!the first question is the one relevant: you need to explain/prove if the definitions given are correct] (https://i.stack.imgur.com/xZOtI.jpg)
I need to determine whether the first 3 definitions are equivalent to the definition of ordered couples, and to explain why.
i'm taking the class of "introduction to set theory" for math b.a students, so the question is not under the assumption of ZFC
On
Consider the two cases $$ a_1 = \{\{x\}\}, b_1 = x\\ a_2 = \{x\}, b_2 = \{x\} $$ I have used one of the rows above to make one of your "ordered pairs" $(a_i, b_i)$, and the result I get is $$ (a_i, b_i) = \{\{x\}, \{\{x\}\}\} $$ Can you tell me whether I've used $i = 1$ or $i = 2$?
On
If $a=\{y\}$ and $x=\{b\}$ then $\{a,\{b\}\}=\{x,\{y\}\}$ but it is evidently not necessary that $a=x$ and $b=y$.
On
I need to determine whether the first 3 definitions are equivalent to the definition of ordered couples, and to explain why.
For that you have to know what an "ordered couple" actually means and how those different definitions can be verified? I assume this is the property you are looking at:
Ordered pair equality: $(a,b) = (c,d)\text{ if and only if }a=c\text{ and }b=d$
Note the subtle difference between this property and equality between sets:
Set equality: $\{a, b\}=\{c, d\}\text{ if and only if }(a = c\text{ and }b=d)\textbf{ or }(a = d\text{ and }b=c)$
This is not a standard definition, more like a consequence of "$A\subseteq B$ and $B\subseteq A$" which is easier to understand when both sets have $1-2$ elements. Anyway it will be useful later.
Another important thing is that the underlying axiomatic system matters. We often assume ZF (or sometimes ZFC) implicitly but I have a tendency to be more explicit. Because you see, ZF is one of the most popular models. And in ZF the equality $x=\{x\}$ cannot hold, no matter what $x$ is. But there are systems in which $x=\{x\}$ holds, most notably ZF without the axiom of foundation. This will become important as we will see soon. And it is far from a trivial observation.

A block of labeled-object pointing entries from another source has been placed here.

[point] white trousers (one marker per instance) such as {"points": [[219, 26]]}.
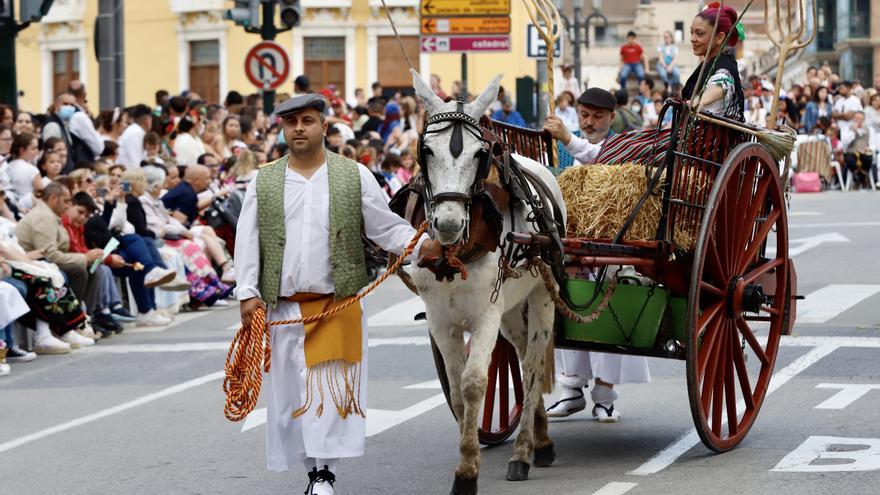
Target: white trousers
{"points": [[290, 441], [575, 368]]}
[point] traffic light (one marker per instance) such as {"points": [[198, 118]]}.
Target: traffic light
{"points": [[34, 10], [245, 13], [290, 13]]}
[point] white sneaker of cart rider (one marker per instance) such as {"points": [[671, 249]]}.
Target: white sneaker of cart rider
{"points": [[571, 397], [603, 403]]}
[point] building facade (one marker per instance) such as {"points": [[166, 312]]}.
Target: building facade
{"points": [[186, 44]]}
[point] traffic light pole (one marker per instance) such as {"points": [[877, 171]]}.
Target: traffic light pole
{"points": [[8, 31], [268, 31]]}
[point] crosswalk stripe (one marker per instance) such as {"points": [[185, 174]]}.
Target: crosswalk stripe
{"points": [[832, 300], [398, 315]]}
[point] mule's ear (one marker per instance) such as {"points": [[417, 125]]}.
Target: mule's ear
{"points": [[478, 107], [431, 101]]}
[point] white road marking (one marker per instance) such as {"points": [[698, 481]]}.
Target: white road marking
{"points": [[18, 442], [179, 319], [807, 243], [616, 488], [849, 393], [863, 454], [399, 315], [127, 349], [832, 225], [428, 385], [831, 300], [670, 454], [379, 420]]}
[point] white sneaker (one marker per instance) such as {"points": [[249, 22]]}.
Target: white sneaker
{"points": [[16, 354], [571, 401], [177, 284], [603, 407], [228, 276], [158, 276], [89, 332], [51, 345], [76, 340], [321, 482], [152, 319]]}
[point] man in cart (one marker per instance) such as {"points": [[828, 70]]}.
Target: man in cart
{"points": [[575, 368]]}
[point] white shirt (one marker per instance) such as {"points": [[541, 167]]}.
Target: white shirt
{"points": [[582, 150], [188, 149], [22, 175], [843, 105], [81, 126], [131, 146], [306, 263]]}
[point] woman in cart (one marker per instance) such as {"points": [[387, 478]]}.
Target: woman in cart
{"points": [[722, 95]]}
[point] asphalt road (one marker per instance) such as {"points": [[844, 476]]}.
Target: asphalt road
{"points": [[142, 413]]}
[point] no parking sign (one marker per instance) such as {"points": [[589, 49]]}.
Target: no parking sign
{"points": [[266, 65]]}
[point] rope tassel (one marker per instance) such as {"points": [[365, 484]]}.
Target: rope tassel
{"points": [[245, 361]]}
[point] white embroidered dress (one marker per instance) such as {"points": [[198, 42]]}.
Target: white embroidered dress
{"points": [[306, 268]]}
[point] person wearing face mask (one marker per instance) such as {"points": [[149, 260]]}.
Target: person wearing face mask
{"points": [[68, 122]]}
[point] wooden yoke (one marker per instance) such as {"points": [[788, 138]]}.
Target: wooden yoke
{"points": [[787, 40], [548, 29]]}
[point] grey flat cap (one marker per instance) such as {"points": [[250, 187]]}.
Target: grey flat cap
{"points": [[299, 103]]}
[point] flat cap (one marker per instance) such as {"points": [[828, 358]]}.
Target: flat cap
{"points": [[598, 98], [299, 103]]}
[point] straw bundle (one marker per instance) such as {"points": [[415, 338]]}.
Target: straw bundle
{"points": [[600, 197]]}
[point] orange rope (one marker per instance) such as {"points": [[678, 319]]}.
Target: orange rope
{"points": [[244, 375]]}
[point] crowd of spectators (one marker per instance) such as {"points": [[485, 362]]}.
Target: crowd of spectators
{"points": [[143, 201]]}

Everything that follows is assumed to be under ZF.
So let's have a look at those 3 cases:
(1) $(a,b) := \{\{0,a\}, \{1, b\}\}$
I assume here that $0\neq 1$, e.g. $0=\emptyset$ and $1=\{\emptyset\}$. It really doesn't matter what $0, 1$ are as long as they are distinct.
Assume that $(a,b)=(c,d)$. Then $\{\{0,a\}, \{1, b\}\}=\{\{0,c\}, \{1, d\}\}$. So under that assumption the equivalent condition for the equality is:
$$\{0,a\}=\{0,c\}\text{ and }\{1,b\}=\{1,d\}$$ $$\textbf{or}$$ $$\{0,a\}=\{1,d\}\text{ and }\{1,b\}=\{0,c\}$$
The first "or" case implies that $a=c$ and $b=d$. What about the other one? It implies that $a=1, d=0$ and $b=0, c=1$ which means $a=c$ and $b=d$.
So this one is good, all paths lead to $a=c$ and $b=d$.
This definition is also known as the Hausdorff's ordered pair.
(2) $(a,b) := \{a, \{b\}\}$
As others noted this fails since $(\{x\}, \{x\})=(\{\{x\}\}, x)$ and we can never have $x=\{x\}$ for $x=\emptyset$. Also in ZF this cannot happen for any other set (due to the axiom of foundation).
(3) $(a,b) := \{ \{a\}, \{a, \{b\}\}\}$
Assume that $(a,b)=(c,d)$. In other words we have
$$\{a\} = \{c\}\text{ and }\{a, \{b\}\} = \{c, \{d\}\}$$ $$\textbf{or}$$ $$\{a\} = \{c, \{d\}\}\text{ and }\{a, \{b\}\} = \{c\}$$
The first "or" case obviously implies that $a=c$ and $b=d$. The other "or" case implies that $c=\{d\}$ (first "and" equality) and $a=\{b\}$ (second "and" equality). And then $a=c$ and $b=d$ follows. So this one is good as well.
Also note that the last one is very similar to the Kuratowski's definition of the ordered pair $(a,b)=\{\{a\},\{a,b\}\}$.